- The Washington Times - Wednesday, March 21, 2007

NORFOLK — Queen Elizabeth II and her husband, Prince Philip, will visit Virginia May 3-4 to help commemorate the founding of Jamestown 400 years ago, but they’ll be here a week before the official anniversary events for America’s first permanent English settlement.

The monarch and her husband will visit the United States from May 3-8, Buckingham Palace announced yesterday. “America’s Anniversary Weekend” is May 11-13.

The first two days of the trip they will be in Virginia for the Jamestown commemoration. They also will attend the Kentucky Derby on May 5, then spend time in Washington May 6-8 for a visit hosted by President Bush and first lady Laura Bush, according to the palace, which earlier had announced that the queen would visit Virginia sometime in May.

The royal couple will be welcomed with “true Southern hospitality,” Gov. Timothy M. Kaine said in a statement yesterday.

“This royal visit speaks to the importance of Jamestown to both of our countries, reaffirms the strong, historic ties between our nations, and demonstrates a mutual commitment to reinforce these connections as we go forward together,” Mr. Kaine said.

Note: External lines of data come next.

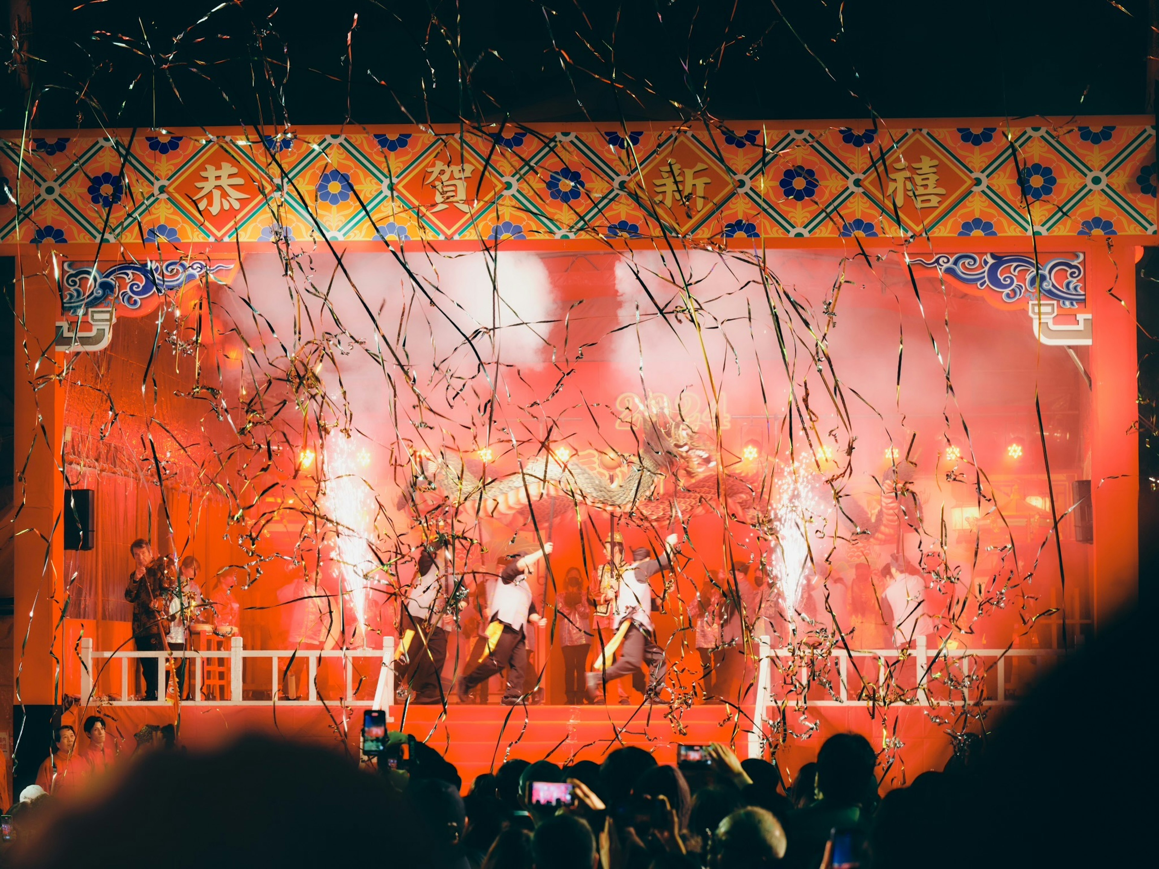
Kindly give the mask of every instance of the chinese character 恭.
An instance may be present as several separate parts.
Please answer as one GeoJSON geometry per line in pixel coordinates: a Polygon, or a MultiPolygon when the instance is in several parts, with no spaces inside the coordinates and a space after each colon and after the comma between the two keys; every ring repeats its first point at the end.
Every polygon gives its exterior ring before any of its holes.
{"type": "Polygon", "coordinates": [[[205,181],[197,182],[197,196],[195,197],[197,207],[204,209],[205,200],[209,199],[210,206],[207,211],[213,216],[217,216],[221,209],[226,211],[229,209],[240,209],[241,200],[248,199],[249,193],[243,193],[241,190],[234,189],[239,184],[246,183],[245,178],[234,177],[236,175],[238,167],[224,160],[221,161],[220,169],[214,169],[211,163],[206,163],[205,168],[201,171],[201,176],[205,181]]]}
{"type": "Polygon", "coordinates": [[[704,163],[697,163],[691,169],[681,169],[679,163],[669,160],[668,166],[661,167],[661,178],[653,182],[656,202],[672,207],[672,193],[676,193],[676,198],[685,205],[690,199],[695,199],[695,209],[700,211],[705,207],[705,187],[713,182],[709,178],[698,178],[697,173],[707,168],[704,163]]]}
{"type": "Polygon", "coordinates": [[[913,202],[919,209],[934,209],[941,205],[946,193],[938,187],[938,161],[923,154],[911,167],[913,169],[913,202]]]}
{"type": "Polygon", "coordinates": [[[427,183],[435,188],[435,206],[431,211],[443,211],[447,205],[454,205],[464,213],[471,213],[467,207],[467,178],[475,170],[471,163],[459,166],[447,166],[442,160],[436,160],[427,168],[430,175],[427,183]]]}

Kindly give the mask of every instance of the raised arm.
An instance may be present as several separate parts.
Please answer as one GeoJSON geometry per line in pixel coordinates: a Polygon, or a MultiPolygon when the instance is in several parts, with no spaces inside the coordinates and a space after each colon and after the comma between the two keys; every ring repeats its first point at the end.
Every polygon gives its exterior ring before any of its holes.
{"type": "Polygon", "coordinates": [[[525,572],[532,564],[542,558],[545,555],[551,555],[554,547],[551,543],[544,543],[542,549],[537,549],[531,555],[524,555],[519,561],[516,562],[516,567],[519,568],[519,572],[525,572]]]}

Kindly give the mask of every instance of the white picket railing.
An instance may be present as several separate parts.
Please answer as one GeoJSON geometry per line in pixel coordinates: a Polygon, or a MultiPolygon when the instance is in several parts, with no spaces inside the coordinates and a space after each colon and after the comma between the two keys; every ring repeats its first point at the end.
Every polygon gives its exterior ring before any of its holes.
{"type": "MultiPolygon", "coordinates": [[[[778,702],[777,689],[773,686],[773,660],[777,658],[781,659],[793,659],[793,651],[790,649],[773,649],[771,647],[771,641],[767,636],[761,636],[758,640],[759,644],[759,666],[757,670],[757,691],[753,703],[753,716],[752,716],[752,729],[749,731],[749,757],[759,758],[763,753],[761,740],[765,736],[765,724],[768,722],[768,709],[775,706],[778,702]]],[[[800,650],[797,652],[800,655],[800,650]]],[[[906,704],[906,706],[921,706],[930,707],[931,693],[934,687],[930,680],[931,662],[934,660],[936,655],[938,660],[949,662],[957,660],[960,664],[964,659],[976,659],[976,660],[993,660],[993,678],[994,678],[994,693],[993,699],[985,699],[982,701],[983,706],[1011,706],[1015,703],[1015,700],[1007,698],[1007,666],[1008,659],[1013,658],[1048,658],[1052,659],[1060,656],[1062,650],[1057,649],[965,649],[965,648],[943,648],[931,650],[927,645],[926,637],[917,637],[913,643],[913,648],[906,650],[899,649],[854,649],[852,652],[845,649],[832,649],[826,653],[826,658],[837,665],[837,698],[829,699],[804,699],[804,698],[793,698],[790,702],[800,702],[802,707],[840,707],[846,706],[851,702],[863,703],[868,702],[865,698],[859,698],[855,695],[858,688],[854,689],[854,696],[851,699],[850,694],[850,659],[857,658],[865,659],[867,665],[870,665],[876,674],[876,682],[879,687],[884,687],[887,681],[887,672],[889,669],[897,664],[903,657],[905,663],[913,662],[914,671],[913,679],[907,680],[910,682],[909,688],[914,692],[913,696],[914,703],[899,703],[894,702],[892,706],[906,704]]],[[[821,659],[819,660],[824,660],[821,659]]],[[[808,663],[802,664],[801,682],[808,684],[811,681],[808,678],[808,663]]],[[[862,678],[865,674],[862,673],[862,678]]],[[[942,691],[939,688],[939,691],[942,691]]],[[[786,693],[786,696],[790,696],[786,693]]],[[[781,698],[783,700],[785,698],[781,698]]],[[[935,699],[933,701],[938,704],[947,706],[969,706],[970,700],[970,686],[969,680],[963,680],[960,688],[960,695],[953,699],[935,699]]]]}
{"type": "MultiPolygon", "coordinates": [[[[394,637],[384,637],[381,649],[245,649],[241,637],[231,637],[229,648],[221,651],[198,651],[185,649],[183,651],[97,651],[93,648],[92,637],[82,637],[80,641],[80,666],[81,666],[81,702],[92,704],[95,695],[95,678],[100,678],[107,667],[114,662],[121,665],[121,699],[102,699],[102,702],[117,706],[168,706],[167,700],[127,700],[129,685],[133,673],[130,662],[152,659],[158,669],[158,692],[165,694],[166,665],[172,658],[174,660],[185,660],[185,680],[192,678],[194,699],[182,700],[183,704],[192,706],[269,706],[271,700],[277,700],[282,689],[282,672],[279,663],[287,663],[290,658],[305,660],[307,667],[306,698],[302,700],[280,700],[278,702],[293,704],[321,706],[323,699],[318,695],[318,669],[323,659],[341,659],[341,669],[345,678],[345,689],[342,698],[325,698],[327,702],[334,703],[344,701],[347,706],[365,706],[373,709],[386,709],[394,700],[394,637]],[[265,658],[270,662],[270,696],[262,699],[245,699],[245,686],[242,680],[242,662],[246,659],[265,658]],[[355,659],[379,660],[378,678],[374,682],[374,698],[359,699],[353,686],[352,663],[355,659]],[[204,662],[228,660],[228,678],[226,687],[227,698],[206,699],[203,696],[204,662]],[[386,703],[387,706],[382,706],[386,703]]],[[[145,666],[150,666],[146,664],[145,666]]]]}

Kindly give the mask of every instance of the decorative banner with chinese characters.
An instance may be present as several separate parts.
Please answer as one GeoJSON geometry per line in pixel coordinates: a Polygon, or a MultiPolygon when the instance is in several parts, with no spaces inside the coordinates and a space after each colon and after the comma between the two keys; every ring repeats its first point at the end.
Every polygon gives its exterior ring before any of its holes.
{"type": "Polygon", "coordinates": [[[13,133],[0,243],[1156,234],[1150,118],[942,123],[13,133]]]}

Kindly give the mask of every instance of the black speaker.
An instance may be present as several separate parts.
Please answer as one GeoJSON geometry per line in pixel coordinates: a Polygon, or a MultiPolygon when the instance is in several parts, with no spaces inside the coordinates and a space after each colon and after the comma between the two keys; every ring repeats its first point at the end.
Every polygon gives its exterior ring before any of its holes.
{"type": "Polygon", "coordinates": [[[1078,504],[1074,517],[1074,539],[1080,543],[1094,542],[1094,502],[1091,501],[1091,481],[1076,480],[1071,483],[1071,497],[1078,504]]]}
{"type": "Polygon", "coordinates": [[[65,549],[93,548],[93,490],[65,489],[65,549]]]}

English settlers founded Jamestown on a swampy island on the James River as a business venture in 1607.

Even though the queen won’t be attending the anniversary weekend, organizers said her early visit to Virginia will help promote the activities at Historic Jamestowne, the site of the settlers’ fort, the Jamestown Settlement living history museum and Anniversary Park.

“It means that twice during this May, the world’s attention is going to be focused on Jamestown and the role it played in America’s development,” said Kevin Crossett, spokesman for Jamestown 2007.

While Jamestown’s quadricentennial and its English origins are at the heart of the queen’s U.S. visit, she also is expected to visit Virginia’s current Capitol, in Richmond.

As two years and $99 million in renovations to the state’s seat of government Thomas Jefferson designed 200 years ago near completion, a new urgency has taken hold in light of a major state visit.

Officials in Mr. Kaine’s administration and the British Embassy in Washington declined to discuss the queen’s itinerary or which Virginia localities she will visit. Those details remain in the planning stage and will be made public in late April.

The trip will be the queen’s fourth state visit to the United States. During her first visit, she went to Jamestown in October of 1957, the year of Jamestown’s 350th anniversary. Organizers are looking forward to showing the queen the many changes that have taken place since then, Mr. Crossett said.

For example, the site of the settlers’ original fort — long thought to have eroded into the James River — was discovered in the mid-1990s and archaeologists since have unearthed more than a million artifacts.

“She’s going to be introduced to a new Jamestown story, one that wasn’t even available 50 years ago during her first official state visit,” Mr. Crossett said of the queen.

Mr. Bush also has been invited to attend the anniversary weekend, but Mr. Crossett said the White House has not confirmed whether he will accept.

• Associated Press writer Bob Lewis contributed to this report from Richmond.